Time to wander re-energizes the imagination, the soul and spirit....
Possibility = Inspiration/Motivation

For me personally it takes a cold or some illness to disrupt the routine and wipe the calendar for a few days.... time to do nothing.

Doing nothing at times is very important. There is a great Buddhist saying: "stop doing something and just be there!" Doing nothing will eventually wander to other activities... For me, grazing from book to book as my patience allows... dozing, daydreaming, remembering, thinking... sorting out ideas, discovering new ones....
watching movies I have never gotten around to... eating slowly.... listening to the wind, and the quiet.... or to music... lying in the dark or by candle light.... it is magical and restorative.

Moloch is the same as ever. Moloch drains us of life, of energy, of our creativity.

One of the lessons lesson of Howl is that we can sometimes outwit Moloch.

The last line in the poem is one of triumph and possibility, if in a dream:
"in my dreams you walk dripping from a sea-
journey on the highway across America in tears
to the door of my cottage in the Western night."

Living and working in total isolation is what drives people mad.

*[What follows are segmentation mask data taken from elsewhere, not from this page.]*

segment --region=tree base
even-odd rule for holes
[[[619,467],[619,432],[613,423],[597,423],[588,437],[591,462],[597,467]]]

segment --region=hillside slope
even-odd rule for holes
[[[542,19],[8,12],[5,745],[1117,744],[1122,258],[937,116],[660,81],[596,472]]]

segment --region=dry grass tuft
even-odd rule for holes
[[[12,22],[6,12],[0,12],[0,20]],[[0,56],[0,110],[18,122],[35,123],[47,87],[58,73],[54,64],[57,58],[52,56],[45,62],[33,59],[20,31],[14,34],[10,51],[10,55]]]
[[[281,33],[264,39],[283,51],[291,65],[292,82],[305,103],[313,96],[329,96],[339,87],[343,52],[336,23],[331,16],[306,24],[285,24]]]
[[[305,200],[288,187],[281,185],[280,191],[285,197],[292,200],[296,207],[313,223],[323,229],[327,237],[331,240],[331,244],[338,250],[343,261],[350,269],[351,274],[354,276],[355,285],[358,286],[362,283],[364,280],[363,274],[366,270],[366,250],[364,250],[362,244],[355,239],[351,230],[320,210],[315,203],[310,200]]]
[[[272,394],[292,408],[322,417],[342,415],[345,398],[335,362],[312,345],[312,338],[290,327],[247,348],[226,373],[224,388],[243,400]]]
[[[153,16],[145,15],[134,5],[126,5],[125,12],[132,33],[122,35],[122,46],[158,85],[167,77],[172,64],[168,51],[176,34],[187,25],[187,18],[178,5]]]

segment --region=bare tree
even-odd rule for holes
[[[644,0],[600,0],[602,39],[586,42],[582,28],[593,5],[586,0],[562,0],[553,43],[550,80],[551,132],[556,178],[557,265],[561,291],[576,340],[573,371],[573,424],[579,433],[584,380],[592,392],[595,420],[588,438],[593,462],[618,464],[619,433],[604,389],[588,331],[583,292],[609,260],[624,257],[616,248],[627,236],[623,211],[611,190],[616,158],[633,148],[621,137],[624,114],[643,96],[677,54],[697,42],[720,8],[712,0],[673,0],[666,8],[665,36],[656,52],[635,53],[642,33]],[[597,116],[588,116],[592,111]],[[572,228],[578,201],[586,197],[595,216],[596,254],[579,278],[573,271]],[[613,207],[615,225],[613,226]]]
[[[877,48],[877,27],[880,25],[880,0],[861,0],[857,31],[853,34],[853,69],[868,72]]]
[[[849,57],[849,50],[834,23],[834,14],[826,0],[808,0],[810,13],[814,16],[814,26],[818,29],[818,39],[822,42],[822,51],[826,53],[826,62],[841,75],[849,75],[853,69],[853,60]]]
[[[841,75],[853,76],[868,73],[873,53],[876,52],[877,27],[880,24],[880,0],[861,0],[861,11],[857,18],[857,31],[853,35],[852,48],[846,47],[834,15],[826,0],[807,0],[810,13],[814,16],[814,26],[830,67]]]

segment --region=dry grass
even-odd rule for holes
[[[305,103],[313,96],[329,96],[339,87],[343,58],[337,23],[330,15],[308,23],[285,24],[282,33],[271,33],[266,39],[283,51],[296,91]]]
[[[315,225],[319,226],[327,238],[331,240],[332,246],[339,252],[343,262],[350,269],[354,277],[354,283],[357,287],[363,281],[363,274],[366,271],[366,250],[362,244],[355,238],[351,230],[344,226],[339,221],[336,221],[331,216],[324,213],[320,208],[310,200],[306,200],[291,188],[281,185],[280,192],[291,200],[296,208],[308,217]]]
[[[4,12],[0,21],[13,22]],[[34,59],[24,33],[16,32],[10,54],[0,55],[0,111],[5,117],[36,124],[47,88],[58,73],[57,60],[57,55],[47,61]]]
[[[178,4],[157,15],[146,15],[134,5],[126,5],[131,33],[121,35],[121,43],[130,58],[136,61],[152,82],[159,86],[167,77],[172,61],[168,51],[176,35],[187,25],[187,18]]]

In many ways the Internet is a magic bullet that has opened up new worlds of possibility. Today, we can connect and discover others with similar journeys, we can see our struggle in others, share and validate ideas and experiences and together, if we are lucky, find new ways to save ourselves, and possibly even subvert Moloch.

Most likely, any future catalyst won't be in the form of a poem, or novel, a painting or photographs, but in forms we have yet not seen.